Real-world creative achievement is influenced by many factors operating on a much longer timescale, including motivation, inspiration, drive, persistence, love, opportunity, social support, and resources. In the long-run, it’s the quality of creativity that is more conducive to real-world creative achievement than the ability to quickly come up with responses in an artificial, laboratory setting, with a clock counting down and a stranger telling you to “Be creative!”.
It also makes sense that psychopathology spectrum traits were not associated with the sheer fluency and originality of creative cognition. Many mental disorders, such as schizophrenia and bipolar disorder, are associated with reduced cognitive control. Zabelina and colleagues have found in their research that while on-the-spot, timed creative cognition is associated with the ability to focus attention, real-life creative achievement is associated with the ability to broaden attention and have a “leaky” mental filter. In other words, perhaps the very same characteristics that may hinder performance on IQ tests and standardized academic tests (e.g., broad attention, impulsivity, daydreaming, and fantasy-proneness) are the very same characteristics that increase the chances of real-life creative achievement. Further research should investigate this intriguing possibility.

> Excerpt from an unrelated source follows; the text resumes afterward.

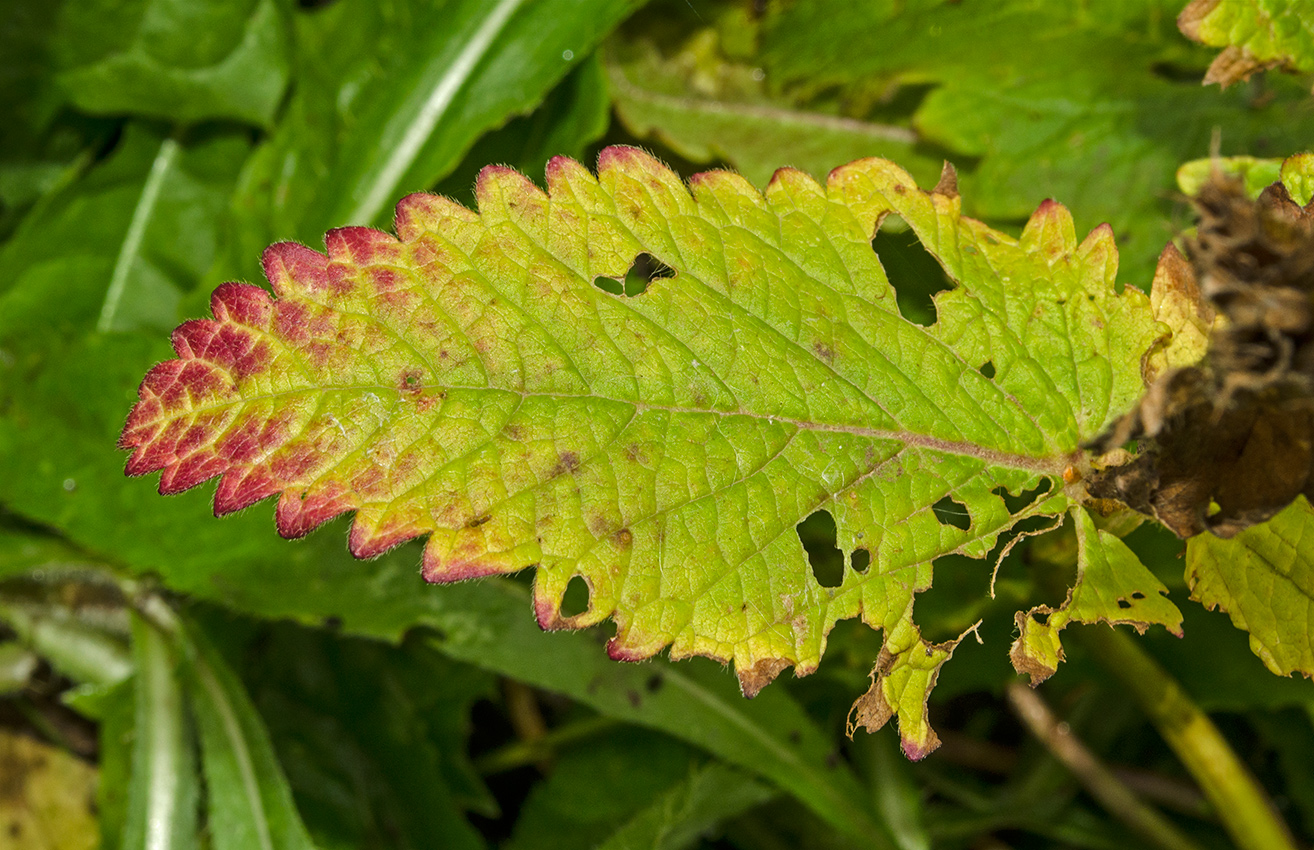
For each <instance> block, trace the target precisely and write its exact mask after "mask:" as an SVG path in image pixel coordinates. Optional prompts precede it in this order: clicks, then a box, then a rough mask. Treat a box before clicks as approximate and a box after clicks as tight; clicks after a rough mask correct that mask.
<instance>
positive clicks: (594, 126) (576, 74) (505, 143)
mask: <svg viewBox="0 0 1314 850" xmlns="http://www.w3.org/2000/svg"><path fill="white" fill-rule="evenodd" d="M610 123H611V99H610V97H608V95H607V80H606V74H604V71H603V68H602V62H600V60H599V59H598V55H597V54H591V55H589V58H586V59H585V60H583V62H581V63H579V64H577V66H576V68H574V70H573V71H572V72H570V74H568V75H566V78H565V79H564V80H561V83H558V84H557V87H556V88H553V89H552V91H551V92H548V93H547V96H544V99H543V102H541V104H539V106H537V108H536V109H535V110H533V112H532V113H530V114H528V116H520V117H518V118H512V120H511V121H509V122H507V123H506V125H505V126H502V127H499V129H497V130H493V131H491V133H486V134H485V135H484V137H482V138H481V139H480V142H478V145H477V146H474V147H472V148H470V150H469V152H466V155H465V159H463V160H461V163H460V164H457V166H456V168H455V169H453V171H452V173H449V175H447V176H445V177H443V180H440V181H439V183H438V184H436V185H435V187H434V192H435V193H438V194H445V196H448V197H451V198H453V200H456V201H460V202H463V204H473V202H474V180H476V177H477V176H478V172H480V169H481V168H484V166H486V164H489V163H490V162H491V163H502V164H505V166H511V167H512V168H515V169H516V171H519V172H520V173H526V175H541V173H543V168H544V166H547V163H548V160H549V159H552V158H553V156H572V158H582V156H583V154H585V150H586V147H587V146H590V145H593V143H594V142H597V141H598V139H599V138H602V135H603V134H604V133H606V131H607V127H608V126H610Z"/></svg>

Of course, like any study, there are limitations. The size of the sample was fairly small, the dimensional measures of psychopathology and creative achievement were self-report, and the age ranges of the participants were limited. So this is definitely not the last word. An open and interesting question are the various protective factors that can increase the probability that psychopathology is productively channeled into creativity, instead of turning into a debilitating disorder. Such protective factors can include cognitive variables such as baseline levels of intelligence and cognitive control (too low, and the person high on various psychopathology spectrums may become overwhelmed with the influx of cognitions, emotions, and sensations), psychological resources such as motivation and grit, and environmental variables such as caring support and resources.
Nevertheless, these results do support the idea that various characteristics associated with mental illness (e.g., high energy, racing thoughts, unusual ideas and behavior, impulsivity) increase the probability of ideas being judged by others as creative as well as real-world creative achievement. The findings also lend support to the idea that various forms of psychopathology (e.g., schizophrenia) remain in our gene pool because they may provide creative benefits to people with milder versions of the disorders and the relatives of those with full-blown mental illness.
These are all interesting hypotheses and can scientifically be tested. While we must be careful not to romanticize mental illness (mental illness is neither sufficient nor necessary for creativity), hopefully someday we will be able to get a more accurate picture of the role of non-clinical levels of psychopathology on creative production, thereby broadening our conceptualization of mental disorders more generally and increasing our appreciation of human diversity.